Instituto Melchor Romero
Instituto Melchor Romero

La decisión se basó en el informe del Cuerpo Médico del Departamento Judicial de Morón. La pericia psiquiátrica oficial concluyó que el joven es un “demente en sentido jurídico”, lo que implica que al momento del ataque no fue consciente de sus acciones ni pudo dirigir su conducta. Según el dictamen, el imputado representa un peligro inminente para sí mismo y para terceros, motivo por el cual se ordenó su traslado al área de Salud Mental del instituto Melchor Romero.

Un pedido de auxilio que no llegó a tiempo

Uno de los datos más dolorosos que reveló la investigación es que la víctima había intentado, de manera infructuosa, obtener ayuda profesional para su hijo. Torres había acudido en dos oportunidades al Juzgado de Familia N° 2 de Morón para solicitar su internación involuntaria.

Estas presentaciones no consistían en denuncias penales por violencia, sino en gestiones civiles motivadas por el deterioro del cuadro clínico del joven. A pesar de estos intentos de judicializar la asistencia psiquiátrica, el desenlace fatal ocurrió en la vivienda de la calle El Ñandú al 4900. En el lugar, la policía secuestró dos cuchillos que fueron utilizados para herir de muerte a la mujer de 56 años.

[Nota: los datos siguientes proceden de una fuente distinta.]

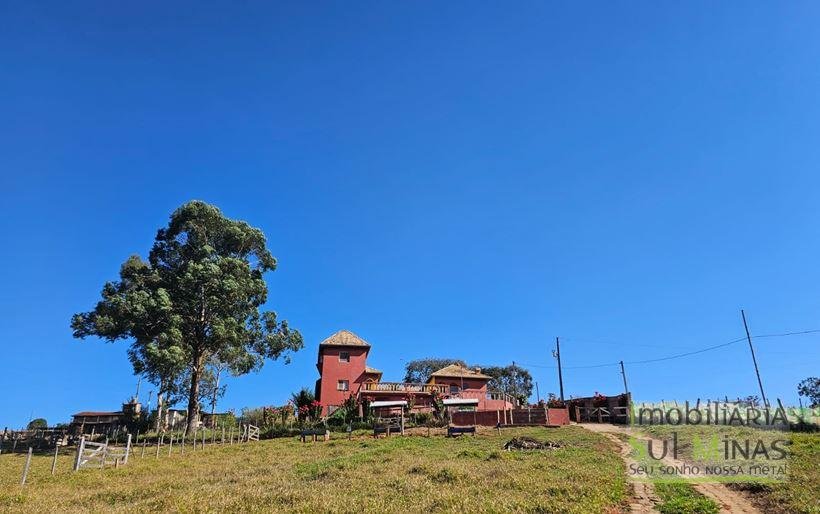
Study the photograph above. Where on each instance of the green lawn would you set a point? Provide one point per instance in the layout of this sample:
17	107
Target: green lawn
408	474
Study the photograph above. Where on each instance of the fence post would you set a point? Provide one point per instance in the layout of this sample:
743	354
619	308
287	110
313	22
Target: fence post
54	460
25	469
80	449
127	449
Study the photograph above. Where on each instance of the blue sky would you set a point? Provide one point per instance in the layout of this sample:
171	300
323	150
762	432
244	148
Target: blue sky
444	179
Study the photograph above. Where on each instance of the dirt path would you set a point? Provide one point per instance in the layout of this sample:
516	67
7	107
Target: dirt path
729	501
644	498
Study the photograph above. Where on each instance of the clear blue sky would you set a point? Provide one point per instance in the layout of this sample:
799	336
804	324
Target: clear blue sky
444	179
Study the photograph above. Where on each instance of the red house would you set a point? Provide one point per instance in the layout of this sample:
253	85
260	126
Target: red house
343	371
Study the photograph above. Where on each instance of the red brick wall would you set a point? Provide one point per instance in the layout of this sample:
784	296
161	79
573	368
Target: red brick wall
483	418
332	370
558	416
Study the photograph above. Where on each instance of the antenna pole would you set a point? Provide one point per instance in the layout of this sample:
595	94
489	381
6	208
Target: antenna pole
754	359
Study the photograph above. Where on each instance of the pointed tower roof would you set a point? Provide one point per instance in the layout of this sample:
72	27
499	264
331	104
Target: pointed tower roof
457	371
344	338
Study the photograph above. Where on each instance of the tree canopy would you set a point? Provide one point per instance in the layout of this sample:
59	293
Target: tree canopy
196	298
810	388
513	380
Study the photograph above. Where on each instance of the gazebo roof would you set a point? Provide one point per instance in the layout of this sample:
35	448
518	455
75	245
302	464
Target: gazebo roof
458	371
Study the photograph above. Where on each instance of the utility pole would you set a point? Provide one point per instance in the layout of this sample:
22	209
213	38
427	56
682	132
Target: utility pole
623	373
557	355
515	386
754	360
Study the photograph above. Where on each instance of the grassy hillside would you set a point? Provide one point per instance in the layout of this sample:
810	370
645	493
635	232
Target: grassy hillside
798	493
414	473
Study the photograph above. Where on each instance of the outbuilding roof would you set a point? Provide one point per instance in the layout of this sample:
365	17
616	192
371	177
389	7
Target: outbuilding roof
458	371
344	338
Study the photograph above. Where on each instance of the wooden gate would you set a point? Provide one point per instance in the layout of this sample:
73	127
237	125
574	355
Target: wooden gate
251	433
97	455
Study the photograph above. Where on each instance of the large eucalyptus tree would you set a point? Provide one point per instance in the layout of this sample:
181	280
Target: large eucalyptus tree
196	298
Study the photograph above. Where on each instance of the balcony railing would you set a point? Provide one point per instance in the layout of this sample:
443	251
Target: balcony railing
403	387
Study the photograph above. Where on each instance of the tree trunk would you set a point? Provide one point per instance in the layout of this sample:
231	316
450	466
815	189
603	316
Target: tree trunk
159	413
193	394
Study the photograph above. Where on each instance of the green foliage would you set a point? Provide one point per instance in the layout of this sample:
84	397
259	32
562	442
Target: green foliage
303	398
513	380
196	298
37	423
681	498
810	388
419	371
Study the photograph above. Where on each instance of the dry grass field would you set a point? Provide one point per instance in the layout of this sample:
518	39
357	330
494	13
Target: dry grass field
800	493
399	474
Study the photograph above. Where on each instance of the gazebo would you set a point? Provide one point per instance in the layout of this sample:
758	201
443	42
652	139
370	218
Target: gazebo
387	419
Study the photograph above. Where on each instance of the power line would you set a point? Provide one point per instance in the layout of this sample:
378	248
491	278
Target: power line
675	356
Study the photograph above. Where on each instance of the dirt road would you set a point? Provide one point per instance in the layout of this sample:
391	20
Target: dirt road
729	501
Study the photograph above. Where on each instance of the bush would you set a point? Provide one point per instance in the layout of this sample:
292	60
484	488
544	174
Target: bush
422	418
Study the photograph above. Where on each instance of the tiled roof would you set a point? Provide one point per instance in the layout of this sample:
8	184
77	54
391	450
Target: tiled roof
344	338
454	370
90	413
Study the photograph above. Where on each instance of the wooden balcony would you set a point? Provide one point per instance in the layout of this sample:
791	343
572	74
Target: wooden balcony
403	387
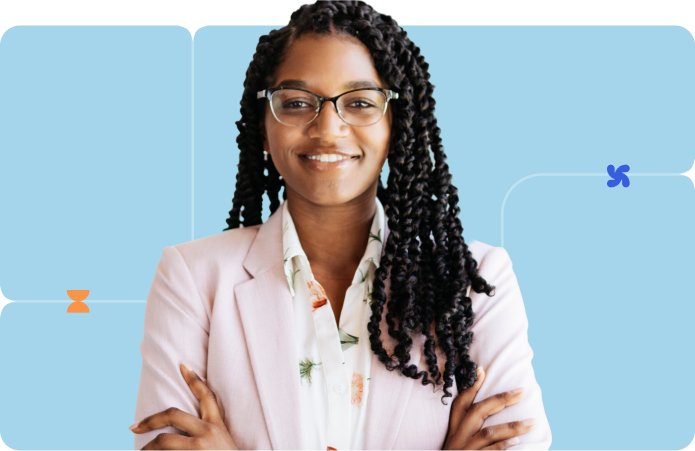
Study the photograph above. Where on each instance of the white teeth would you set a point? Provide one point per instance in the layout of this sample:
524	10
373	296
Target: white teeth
327	157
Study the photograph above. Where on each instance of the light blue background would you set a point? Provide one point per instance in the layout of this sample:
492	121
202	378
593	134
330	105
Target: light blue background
98	120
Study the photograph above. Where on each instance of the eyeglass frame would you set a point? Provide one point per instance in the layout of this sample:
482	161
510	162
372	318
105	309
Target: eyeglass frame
267	93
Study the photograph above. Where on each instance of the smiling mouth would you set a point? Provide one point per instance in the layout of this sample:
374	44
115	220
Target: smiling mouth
328	157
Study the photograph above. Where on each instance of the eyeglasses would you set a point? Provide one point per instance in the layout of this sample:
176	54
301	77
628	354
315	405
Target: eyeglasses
297	107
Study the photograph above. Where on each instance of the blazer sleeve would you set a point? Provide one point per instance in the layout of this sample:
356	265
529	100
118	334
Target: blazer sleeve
500	344
176	330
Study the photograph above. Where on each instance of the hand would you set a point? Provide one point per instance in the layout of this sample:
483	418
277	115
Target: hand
467	418
207	432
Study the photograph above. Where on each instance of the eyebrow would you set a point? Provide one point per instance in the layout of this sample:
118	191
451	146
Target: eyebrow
357	84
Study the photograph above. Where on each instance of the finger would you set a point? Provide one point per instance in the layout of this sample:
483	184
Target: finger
501	432
172	441
504	445
477	413
464	400
209	410
183	421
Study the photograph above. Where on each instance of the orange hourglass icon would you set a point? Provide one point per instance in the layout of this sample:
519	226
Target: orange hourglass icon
78	306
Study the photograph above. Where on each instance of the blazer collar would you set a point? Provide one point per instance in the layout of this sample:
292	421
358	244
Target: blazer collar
265	308
266	249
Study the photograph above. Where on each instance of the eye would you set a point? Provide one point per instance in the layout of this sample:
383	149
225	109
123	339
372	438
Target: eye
294	104
360	103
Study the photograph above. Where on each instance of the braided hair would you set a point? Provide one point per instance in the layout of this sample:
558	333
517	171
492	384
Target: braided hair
425	257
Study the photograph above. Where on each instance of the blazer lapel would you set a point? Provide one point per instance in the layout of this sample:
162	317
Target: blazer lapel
265	308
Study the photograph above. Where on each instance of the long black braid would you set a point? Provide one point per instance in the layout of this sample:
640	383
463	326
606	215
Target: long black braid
425	257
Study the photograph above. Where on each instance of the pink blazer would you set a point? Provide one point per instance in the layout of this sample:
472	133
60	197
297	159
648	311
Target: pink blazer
221	304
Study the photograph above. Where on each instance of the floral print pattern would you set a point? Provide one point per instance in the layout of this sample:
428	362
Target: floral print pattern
337	360
357	388
305	368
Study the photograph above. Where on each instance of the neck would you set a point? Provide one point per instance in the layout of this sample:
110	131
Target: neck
334	237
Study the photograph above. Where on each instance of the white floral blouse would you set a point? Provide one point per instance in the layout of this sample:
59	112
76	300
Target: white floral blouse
334	359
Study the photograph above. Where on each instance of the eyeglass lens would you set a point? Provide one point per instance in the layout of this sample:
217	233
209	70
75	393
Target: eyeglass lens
293	107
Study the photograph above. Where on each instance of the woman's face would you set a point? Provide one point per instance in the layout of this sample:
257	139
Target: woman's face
327	65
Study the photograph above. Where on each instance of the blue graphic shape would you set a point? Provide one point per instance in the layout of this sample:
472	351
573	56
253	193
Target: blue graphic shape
618	176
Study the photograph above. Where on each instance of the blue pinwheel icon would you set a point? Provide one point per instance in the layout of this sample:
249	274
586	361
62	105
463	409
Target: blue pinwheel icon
618	176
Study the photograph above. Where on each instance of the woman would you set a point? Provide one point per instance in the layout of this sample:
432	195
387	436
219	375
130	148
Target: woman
312	328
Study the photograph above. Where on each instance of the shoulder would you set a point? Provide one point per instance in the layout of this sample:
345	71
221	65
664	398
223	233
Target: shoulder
214	260
506	304
229	246
490	256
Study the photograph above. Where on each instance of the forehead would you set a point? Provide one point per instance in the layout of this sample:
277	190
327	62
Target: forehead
327	65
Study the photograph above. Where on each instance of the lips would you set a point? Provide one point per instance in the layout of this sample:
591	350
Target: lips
328	154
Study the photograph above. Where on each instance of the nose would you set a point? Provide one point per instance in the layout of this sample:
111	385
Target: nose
328	125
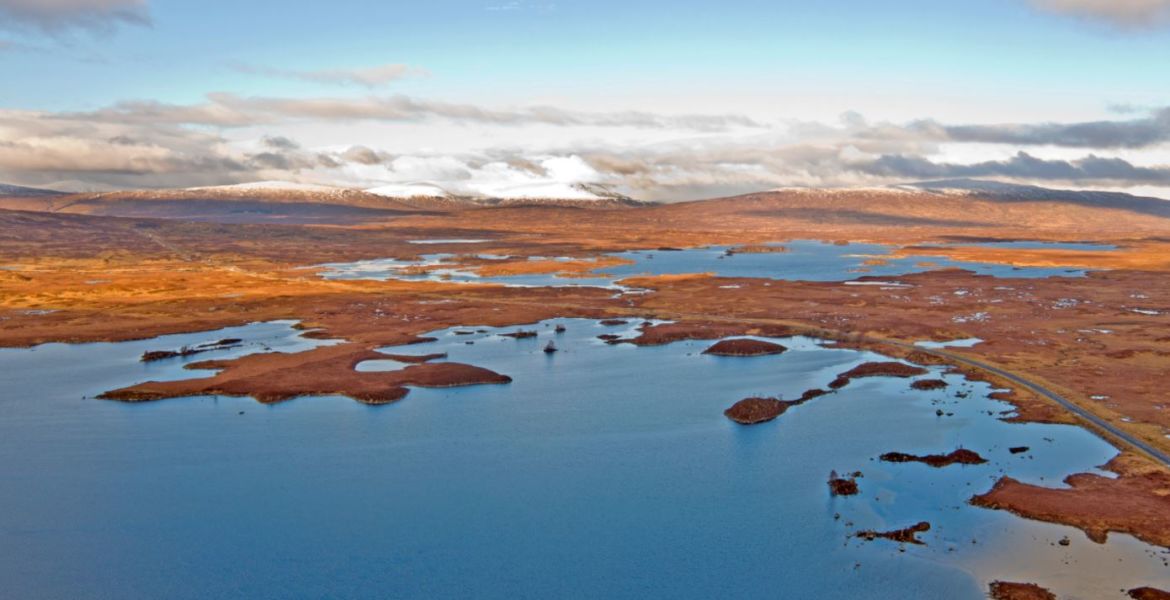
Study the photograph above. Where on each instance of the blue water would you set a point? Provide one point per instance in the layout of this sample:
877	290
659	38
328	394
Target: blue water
1031	246
601	471
804	261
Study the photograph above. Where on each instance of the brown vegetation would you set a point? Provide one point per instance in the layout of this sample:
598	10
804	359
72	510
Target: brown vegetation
928	384
1137	502
324	371
1010	591
876	370
744	347
1148	593
754	411
902	536
961	456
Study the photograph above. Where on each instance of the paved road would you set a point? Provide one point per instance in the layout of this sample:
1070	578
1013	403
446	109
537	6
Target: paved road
1068	405
1161	456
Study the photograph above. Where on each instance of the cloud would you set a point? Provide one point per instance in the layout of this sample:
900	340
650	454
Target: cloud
1134	133
59	15
1092	170
229	110
1150	130
1131	14
148	144
365	77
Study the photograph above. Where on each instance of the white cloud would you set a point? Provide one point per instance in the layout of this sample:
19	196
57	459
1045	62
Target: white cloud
365	76
1120	13
57	15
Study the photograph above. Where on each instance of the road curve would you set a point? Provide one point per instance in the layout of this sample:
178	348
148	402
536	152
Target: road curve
1106	426
1068	405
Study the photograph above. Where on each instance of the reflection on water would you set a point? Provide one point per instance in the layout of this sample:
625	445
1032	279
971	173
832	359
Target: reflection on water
601	471
802	261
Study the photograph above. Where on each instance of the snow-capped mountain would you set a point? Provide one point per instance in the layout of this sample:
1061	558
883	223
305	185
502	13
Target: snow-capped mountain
26	192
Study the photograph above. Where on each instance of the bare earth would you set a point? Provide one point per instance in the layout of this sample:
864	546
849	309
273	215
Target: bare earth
73	273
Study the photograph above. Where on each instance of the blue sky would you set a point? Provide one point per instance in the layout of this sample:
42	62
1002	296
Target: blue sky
792	68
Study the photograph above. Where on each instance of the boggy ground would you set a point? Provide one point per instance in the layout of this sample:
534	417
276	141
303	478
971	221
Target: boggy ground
1102	342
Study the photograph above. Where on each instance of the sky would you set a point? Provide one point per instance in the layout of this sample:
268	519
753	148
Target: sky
656	100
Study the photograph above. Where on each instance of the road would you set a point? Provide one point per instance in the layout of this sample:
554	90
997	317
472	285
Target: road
1072	407
1101	425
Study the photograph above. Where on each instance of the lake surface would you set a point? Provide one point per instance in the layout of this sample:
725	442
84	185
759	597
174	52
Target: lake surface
601	471
804	261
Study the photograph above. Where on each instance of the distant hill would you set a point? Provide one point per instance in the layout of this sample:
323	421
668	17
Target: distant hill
1024	193
7	190
286	202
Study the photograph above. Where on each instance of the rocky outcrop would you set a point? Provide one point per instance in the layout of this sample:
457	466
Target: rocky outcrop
1010	591
961	456
187	351
324	371
754	411
1148	593
1136	502
744	347
842	485
928	384
892	369
902	536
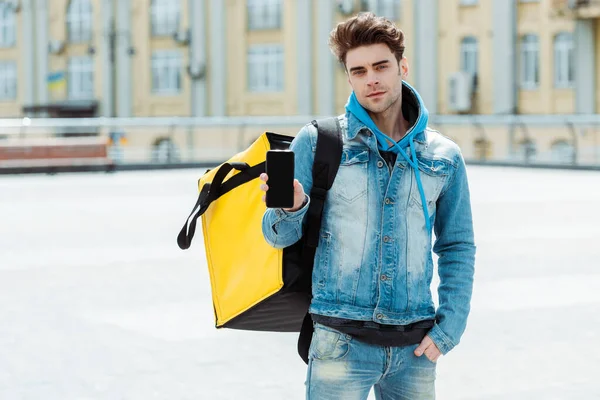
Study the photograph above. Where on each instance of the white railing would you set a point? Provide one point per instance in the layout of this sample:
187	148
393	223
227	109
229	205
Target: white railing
211	140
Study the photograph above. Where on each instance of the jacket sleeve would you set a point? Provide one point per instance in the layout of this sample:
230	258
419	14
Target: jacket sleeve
455	246
282	229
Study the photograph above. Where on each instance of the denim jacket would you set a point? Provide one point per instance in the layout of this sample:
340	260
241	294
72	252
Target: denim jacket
374	259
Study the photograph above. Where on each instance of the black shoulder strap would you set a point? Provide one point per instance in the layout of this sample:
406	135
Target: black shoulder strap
328	156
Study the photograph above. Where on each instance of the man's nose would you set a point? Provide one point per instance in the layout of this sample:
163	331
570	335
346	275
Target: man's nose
372	79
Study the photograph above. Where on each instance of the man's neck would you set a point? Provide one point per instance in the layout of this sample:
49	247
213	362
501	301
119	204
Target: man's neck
391	121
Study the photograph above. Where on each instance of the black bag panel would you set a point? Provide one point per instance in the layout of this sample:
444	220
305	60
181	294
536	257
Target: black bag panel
282	312
278	141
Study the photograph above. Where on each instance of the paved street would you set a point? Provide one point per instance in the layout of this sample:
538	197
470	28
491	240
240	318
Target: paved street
98	302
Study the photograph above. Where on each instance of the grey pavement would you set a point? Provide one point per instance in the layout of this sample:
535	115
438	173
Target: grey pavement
98	302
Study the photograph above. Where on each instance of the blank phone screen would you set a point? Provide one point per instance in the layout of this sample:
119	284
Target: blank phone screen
280	169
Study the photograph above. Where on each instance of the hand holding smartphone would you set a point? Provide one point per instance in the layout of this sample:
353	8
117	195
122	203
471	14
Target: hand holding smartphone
280	170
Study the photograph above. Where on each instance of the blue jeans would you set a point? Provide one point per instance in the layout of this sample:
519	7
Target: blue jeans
342	368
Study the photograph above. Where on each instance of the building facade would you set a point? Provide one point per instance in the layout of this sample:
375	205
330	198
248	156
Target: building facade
144	58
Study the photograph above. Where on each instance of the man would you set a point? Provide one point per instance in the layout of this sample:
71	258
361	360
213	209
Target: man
374	318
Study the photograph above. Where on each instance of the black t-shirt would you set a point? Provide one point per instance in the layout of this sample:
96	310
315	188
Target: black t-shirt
378	334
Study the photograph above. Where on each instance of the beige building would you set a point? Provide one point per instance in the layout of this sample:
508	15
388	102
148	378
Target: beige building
145	58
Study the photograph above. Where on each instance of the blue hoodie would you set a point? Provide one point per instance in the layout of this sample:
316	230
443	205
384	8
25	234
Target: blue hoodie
383	140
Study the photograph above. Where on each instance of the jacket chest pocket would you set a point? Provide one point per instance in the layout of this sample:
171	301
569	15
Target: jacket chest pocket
351	180
434	174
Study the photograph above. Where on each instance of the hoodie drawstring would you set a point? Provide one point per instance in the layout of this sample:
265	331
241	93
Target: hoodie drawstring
354	107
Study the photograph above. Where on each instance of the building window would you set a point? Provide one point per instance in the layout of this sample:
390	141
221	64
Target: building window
526	150
530	62
483	149
562	152
8	80
79	21
7	25
264	14
166	72
389	9
164	17
469	56
564	70
80	77
265	68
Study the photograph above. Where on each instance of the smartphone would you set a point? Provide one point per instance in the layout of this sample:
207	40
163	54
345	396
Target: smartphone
280	169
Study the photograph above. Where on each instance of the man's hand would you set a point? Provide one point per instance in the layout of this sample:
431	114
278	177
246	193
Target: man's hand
299	195
428	348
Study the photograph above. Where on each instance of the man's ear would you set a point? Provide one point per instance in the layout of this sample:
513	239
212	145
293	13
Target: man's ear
404	68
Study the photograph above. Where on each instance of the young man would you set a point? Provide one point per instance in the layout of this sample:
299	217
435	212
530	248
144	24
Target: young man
374	318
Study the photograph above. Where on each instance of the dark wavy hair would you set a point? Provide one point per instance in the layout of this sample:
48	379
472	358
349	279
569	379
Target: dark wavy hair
362	30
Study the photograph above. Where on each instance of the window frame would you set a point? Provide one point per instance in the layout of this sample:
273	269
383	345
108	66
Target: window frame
8	25
529	51
564	63
165	17
8	80
260	14
166	72
265	68
80	21
78	68
469	56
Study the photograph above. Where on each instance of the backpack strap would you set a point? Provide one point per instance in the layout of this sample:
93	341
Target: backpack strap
328	156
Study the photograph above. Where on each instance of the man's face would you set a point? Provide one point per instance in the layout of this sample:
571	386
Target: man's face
375	76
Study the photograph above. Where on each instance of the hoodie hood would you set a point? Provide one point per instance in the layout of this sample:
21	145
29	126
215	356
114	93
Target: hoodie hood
410	100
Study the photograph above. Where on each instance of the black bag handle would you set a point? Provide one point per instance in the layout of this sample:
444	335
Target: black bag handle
328	157
211	192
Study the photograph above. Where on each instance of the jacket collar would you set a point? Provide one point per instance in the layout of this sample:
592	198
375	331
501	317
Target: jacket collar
355	127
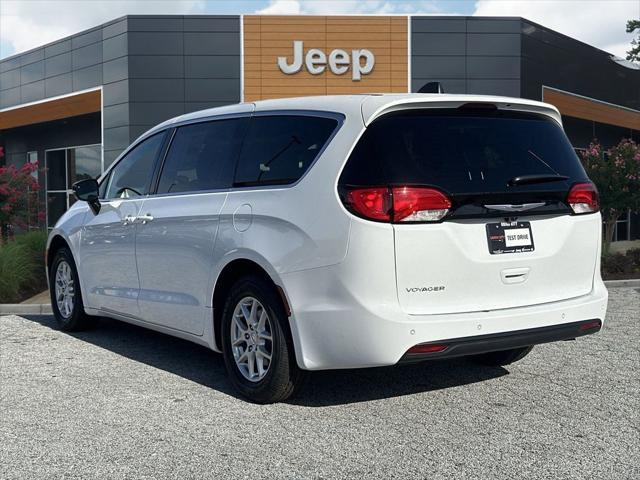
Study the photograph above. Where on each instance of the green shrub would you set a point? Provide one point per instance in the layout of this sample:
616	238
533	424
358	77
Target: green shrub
22	266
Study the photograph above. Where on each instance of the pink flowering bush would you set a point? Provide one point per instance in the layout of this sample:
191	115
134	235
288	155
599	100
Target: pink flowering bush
18	197
616	173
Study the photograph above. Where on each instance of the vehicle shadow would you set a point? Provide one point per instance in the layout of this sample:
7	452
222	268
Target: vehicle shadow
327	388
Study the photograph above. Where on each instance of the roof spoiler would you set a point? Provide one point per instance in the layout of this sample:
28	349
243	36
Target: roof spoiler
431	87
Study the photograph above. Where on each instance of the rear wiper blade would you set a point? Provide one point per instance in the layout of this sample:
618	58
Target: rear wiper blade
531	179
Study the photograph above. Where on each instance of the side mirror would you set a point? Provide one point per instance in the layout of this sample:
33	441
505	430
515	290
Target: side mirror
87	191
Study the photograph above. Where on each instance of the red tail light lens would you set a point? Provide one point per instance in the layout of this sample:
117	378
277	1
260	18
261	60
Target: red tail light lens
399	204
583	198
372	203
416	204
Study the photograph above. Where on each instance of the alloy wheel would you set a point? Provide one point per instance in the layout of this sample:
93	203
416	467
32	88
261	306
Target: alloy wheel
251	339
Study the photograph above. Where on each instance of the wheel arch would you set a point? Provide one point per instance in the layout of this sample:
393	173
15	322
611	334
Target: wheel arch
231	272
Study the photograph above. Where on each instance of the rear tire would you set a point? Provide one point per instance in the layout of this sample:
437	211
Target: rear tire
64	289
503	357
256	343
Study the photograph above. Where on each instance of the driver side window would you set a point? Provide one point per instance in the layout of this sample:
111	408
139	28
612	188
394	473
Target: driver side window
132	176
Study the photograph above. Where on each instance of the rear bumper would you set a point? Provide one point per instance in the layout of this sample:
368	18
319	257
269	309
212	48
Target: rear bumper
336	326
459	347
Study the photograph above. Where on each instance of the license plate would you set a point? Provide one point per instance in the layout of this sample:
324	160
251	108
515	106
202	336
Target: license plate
509	237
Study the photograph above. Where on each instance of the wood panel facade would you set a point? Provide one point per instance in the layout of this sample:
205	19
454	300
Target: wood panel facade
590	109
268	37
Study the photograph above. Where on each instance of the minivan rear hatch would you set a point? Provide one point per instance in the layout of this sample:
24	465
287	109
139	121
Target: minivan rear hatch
508	236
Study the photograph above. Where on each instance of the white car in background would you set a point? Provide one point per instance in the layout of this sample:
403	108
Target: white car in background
340	232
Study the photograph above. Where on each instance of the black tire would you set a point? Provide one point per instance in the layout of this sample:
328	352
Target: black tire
282	377
503	357
77	319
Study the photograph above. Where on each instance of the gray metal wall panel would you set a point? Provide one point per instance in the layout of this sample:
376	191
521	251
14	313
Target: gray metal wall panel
115	70
151	113
493	67
57	65
116	92
10	97
32	72
438	43
32	92
32	56
117	137
87	38
114	29
212	24
60	85
9	64
211	43
450	85
155	43
114	47
211	89
87	78
156	66
197	106
155	24
87	56
10	79
493	25
57	48
156	90
116	115
506	87
216	66
443	67
435	25
493	44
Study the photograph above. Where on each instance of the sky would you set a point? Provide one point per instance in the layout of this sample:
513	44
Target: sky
25	24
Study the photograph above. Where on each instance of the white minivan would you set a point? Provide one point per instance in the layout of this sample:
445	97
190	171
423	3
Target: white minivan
340	232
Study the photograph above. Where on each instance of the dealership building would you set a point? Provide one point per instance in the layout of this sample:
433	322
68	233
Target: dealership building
75	104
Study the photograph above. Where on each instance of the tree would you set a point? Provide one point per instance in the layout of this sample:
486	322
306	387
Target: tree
633	55
18	198
616	174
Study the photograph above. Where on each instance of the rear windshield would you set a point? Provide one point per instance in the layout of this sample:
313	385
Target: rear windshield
463	152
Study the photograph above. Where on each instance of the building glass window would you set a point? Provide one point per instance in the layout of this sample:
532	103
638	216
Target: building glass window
622	232
64	167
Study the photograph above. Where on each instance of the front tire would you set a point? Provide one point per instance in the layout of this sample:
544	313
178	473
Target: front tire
256	343
503	357
66	298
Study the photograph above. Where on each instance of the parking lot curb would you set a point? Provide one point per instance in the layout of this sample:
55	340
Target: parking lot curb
633	283
25	309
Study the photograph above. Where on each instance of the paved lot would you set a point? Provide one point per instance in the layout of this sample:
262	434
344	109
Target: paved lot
122	402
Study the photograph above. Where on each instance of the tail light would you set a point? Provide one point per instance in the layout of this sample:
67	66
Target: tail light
583	198
427	348
398	204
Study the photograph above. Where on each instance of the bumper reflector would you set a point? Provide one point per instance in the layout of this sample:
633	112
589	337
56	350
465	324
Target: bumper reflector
592	325
427	348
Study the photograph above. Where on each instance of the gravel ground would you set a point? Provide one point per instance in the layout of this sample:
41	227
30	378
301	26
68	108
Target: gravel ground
123	402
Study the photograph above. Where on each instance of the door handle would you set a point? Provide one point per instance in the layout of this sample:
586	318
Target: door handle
145	218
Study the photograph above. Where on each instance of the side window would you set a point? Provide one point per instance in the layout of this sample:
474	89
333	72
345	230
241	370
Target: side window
202	156
132	175
279	149
102	190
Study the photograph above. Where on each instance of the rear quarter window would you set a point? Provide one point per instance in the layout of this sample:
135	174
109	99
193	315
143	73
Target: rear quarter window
279	149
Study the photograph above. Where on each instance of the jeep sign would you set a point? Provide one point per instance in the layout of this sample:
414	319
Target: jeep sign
361	61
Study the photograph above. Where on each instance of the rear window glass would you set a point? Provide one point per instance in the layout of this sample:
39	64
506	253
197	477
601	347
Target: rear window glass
462	152
280	149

El escenario de la tragedia

El día del hecho, el operativo se inició tras un alerta al 911. Al llegar, los efectivos encontraron al agresor herido en la vereda con cortes profundos en el cuello —autoinfligidos— y lesiones compatibles con la caída desde el balcón del primer piso. Mientras el joven era derivado al Hospital San Bernardino, su madre era trasladada de urgencia al Hospital de Haedo, donde finalmente ingresó sin signos vitales.

La fiscal Adriana Suárez Corripio, titular de la UFI N° 8 de Morón, había caratulado inicialmente el expediente como “homicidio” y “tentativa de suicidio”. Sin embargo, la confirmación de la patología mental del acusado detiene el proceso penal tradicional. Por otra parte, se confirmó que una tía de la víctima, presente en el complejo habitacional durante el incidente, resultó físicamente ilesa, aunque fue testigo del dramático suceso que terminó con la vida de Torres.